Савватей поправил Таисью:

— На кораблях, Таисьюшка, все требуется. Солонину-то, поди, гирями вешают.

— Ведь ежели гирей по голове, тут же бы и убил.

— Уголовное дело, — согласился Климов.

— Василей натупом на гирю-то, вырвал, говорят, и в карман положил, опеть и давай пазгаться.

— Все-то ты знаешь, Таисья, да чуток перепутала, — сказал Нечаев. — Дымов гирю не выпустил.

— Как бы его предрик-то не прищучил, Василья-то, — подал голос молчаливый Жучок. И в голосе его не было сумасшествия. Ничего такого даже не чувствовалось!

— Да, нонче вся жизнь стоит на доносных бумагах, — включился в разговор Киндя. — И на корабель сообщат, у них не закиснет.

Нечаев тоже высказал опасение насчет «прищучивания». Зырин убежал мыться на омут. Таисья ушла домой.

Евграф Анфимович Миронов отмалчивался. О драке он услышал от маленьких ребятишек, затем прибегал Алешка, второй Марьин племянник. Растрепанный, крикнул: «Драться начали!»

Нечаев и Зырин выбежали на гору, а Евграф не стал никуда торопиться. «Дерутся, говоришь?» — переспросил он Алешку, и тот доложил все сначала, а Евграф спокойно сказал: «Ну, как начинали, так и кончат». Алешка исчез, обиженный.

Теперь, когда на горе все стихло и деревня начала успокаиваться, когда печь была сбита, Евграф похлопал по ней ладонью, словно по запряженной лошади:

— Живет, добро! «Свинью»-то сейчас вынуть?

— Нет, — возразил Савватей Климов. — Пусть день-два так постоит.

Евграф поблагодарил всех мужиков. Бабы и девки давно разошлись, мужчины не уходили.

Он подумал, что они ждут, не забыли про вторую бутылку «рыковки», которую женщины распечатывать отказались. Но дело оказалось совсем не в бутылке.

— Ты почему из канторы побег сотворил? — спросил Судейкин.

— Да, да, пошто убежал? — поддержал Киндю Иван Нечаев. — Мы тебя выбрали!
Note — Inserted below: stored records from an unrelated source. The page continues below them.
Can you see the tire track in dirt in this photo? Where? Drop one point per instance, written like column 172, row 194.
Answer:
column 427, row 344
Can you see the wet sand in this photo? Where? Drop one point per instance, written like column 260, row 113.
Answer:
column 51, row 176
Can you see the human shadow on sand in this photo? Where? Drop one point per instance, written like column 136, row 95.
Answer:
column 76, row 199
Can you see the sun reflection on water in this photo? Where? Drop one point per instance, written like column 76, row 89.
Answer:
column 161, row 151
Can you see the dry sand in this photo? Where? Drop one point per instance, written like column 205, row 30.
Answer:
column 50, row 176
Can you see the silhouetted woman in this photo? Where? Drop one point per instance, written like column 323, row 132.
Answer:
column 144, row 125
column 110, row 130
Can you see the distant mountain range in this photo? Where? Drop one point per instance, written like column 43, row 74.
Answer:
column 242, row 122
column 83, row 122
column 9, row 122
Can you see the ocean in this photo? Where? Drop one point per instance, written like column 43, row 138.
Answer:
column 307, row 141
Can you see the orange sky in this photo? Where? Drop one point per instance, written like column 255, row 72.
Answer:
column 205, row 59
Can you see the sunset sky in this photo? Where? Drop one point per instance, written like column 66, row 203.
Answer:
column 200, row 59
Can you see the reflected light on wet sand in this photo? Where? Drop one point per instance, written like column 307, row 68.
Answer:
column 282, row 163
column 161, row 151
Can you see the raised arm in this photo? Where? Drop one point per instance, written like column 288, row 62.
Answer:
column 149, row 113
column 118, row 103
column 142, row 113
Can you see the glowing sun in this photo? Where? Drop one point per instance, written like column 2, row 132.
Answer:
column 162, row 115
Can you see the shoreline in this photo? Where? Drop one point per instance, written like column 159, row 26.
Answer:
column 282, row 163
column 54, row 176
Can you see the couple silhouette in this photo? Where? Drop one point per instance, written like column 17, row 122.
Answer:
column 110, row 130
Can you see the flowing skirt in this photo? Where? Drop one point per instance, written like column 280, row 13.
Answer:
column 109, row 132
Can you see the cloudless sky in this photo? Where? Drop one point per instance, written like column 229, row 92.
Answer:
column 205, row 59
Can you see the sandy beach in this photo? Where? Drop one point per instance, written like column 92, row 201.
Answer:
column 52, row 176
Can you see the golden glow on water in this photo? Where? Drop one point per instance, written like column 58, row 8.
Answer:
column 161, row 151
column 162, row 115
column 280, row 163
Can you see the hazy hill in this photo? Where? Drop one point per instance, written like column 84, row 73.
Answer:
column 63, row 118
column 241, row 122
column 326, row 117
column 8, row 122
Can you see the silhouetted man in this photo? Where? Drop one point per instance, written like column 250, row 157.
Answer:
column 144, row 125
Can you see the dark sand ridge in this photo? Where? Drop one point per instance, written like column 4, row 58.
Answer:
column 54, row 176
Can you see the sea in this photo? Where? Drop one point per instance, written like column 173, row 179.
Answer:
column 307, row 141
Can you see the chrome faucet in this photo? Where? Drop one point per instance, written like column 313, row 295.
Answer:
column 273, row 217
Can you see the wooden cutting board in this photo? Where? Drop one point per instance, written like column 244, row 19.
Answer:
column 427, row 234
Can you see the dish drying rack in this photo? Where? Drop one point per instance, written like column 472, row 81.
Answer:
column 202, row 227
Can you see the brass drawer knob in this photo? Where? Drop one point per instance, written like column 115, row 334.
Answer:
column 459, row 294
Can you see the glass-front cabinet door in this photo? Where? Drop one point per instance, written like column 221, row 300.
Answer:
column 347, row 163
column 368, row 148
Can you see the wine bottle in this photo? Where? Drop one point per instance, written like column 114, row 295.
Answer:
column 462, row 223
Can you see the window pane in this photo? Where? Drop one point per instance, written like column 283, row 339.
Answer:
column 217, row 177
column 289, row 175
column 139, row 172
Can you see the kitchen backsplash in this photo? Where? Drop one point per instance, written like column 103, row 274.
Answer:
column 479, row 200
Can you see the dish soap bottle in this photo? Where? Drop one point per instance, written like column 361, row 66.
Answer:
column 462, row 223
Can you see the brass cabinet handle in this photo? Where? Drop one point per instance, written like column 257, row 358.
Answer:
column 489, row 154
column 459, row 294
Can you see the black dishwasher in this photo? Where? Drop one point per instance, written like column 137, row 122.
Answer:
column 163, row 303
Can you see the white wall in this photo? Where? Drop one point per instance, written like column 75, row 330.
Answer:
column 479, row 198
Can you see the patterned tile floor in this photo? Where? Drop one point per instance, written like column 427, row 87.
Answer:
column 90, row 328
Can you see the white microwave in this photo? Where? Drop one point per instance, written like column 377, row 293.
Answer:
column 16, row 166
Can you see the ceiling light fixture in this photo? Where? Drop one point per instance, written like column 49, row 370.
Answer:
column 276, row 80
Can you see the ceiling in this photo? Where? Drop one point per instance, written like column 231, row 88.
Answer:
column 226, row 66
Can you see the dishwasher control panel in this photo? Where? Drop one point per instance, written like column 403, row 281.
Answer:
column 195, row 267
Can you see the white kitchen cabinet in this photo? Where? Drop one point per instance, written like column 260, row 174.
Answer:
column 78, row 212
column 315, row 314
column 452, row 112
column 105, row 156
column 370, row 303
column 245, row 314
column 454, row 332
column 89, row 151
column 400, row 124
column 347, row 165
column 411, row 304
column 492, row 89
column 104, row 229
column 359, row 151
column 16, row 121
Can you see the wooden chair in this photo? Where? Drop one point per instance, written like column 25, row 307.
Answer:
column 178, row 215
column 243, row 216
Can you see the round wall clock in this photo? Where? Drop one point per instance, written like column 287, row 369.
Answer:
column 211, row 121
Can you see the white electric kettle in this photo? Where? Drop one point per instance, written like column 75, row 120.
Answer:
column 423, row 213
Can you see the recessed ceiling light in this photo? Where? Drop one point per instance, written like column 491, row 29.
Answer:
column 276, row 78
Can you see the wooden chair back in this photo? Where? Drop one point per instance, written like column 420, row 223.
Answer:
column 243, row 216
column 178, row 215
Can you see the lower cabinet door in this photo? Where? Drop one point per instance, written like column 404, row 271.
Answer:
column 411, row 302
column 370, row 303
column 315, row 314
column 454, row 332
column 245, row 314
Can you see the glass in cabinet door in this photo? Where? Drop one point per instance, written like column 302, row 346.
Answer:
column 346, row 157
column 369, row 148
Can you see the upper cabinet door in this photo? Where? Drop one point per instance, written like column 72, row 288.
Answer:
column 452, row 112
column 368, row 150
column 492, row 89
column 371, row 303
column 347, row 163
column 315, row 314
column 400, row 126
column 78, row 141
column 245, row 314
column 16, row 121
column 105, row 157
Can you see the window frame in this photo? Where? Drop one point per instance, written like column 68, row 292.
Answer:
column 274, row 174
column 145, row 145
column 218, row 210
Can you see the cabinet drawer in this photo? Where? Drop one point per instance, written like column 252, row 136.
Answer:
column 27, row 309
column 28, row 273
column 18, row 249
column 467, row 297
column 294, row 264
Обязан, значит, на должность встать.

— В протоколе-то у меня все записано, — добавил счетовод Зырин. — Разборчиво.

— Разорит он нас, Митька-то, всех разорит! — вступился в разговор и Жучок.

Евграф попробовал отшутиться:

— Мне Самовариха отсоветовала.

— Она не колхозница, дак и пусть сидит! — Счетовод даже матюгом завернул. Он поверил, что Евграф послушался Самовариху.

Поднялся шум. Евграф молчал, выслушивал каждого. Мужики упрекнули его гордостью, он не утерпел, начал оправдываться:

— Нет, у меня гордости нету! У меня одна обида на Микуленка, другая на Игнаху, и та обида побольше первой. И грамоты во мне не лишка! А ежели требуете вставать на должность, так встану! Пойду в утре к им! Мне от народу не бегать. Как скажете, так и сделаю…

— А мы уж все на собранье сказали!

— Литки, Анфимович, литки! С чего начнем-то, с жнитья или с озимового?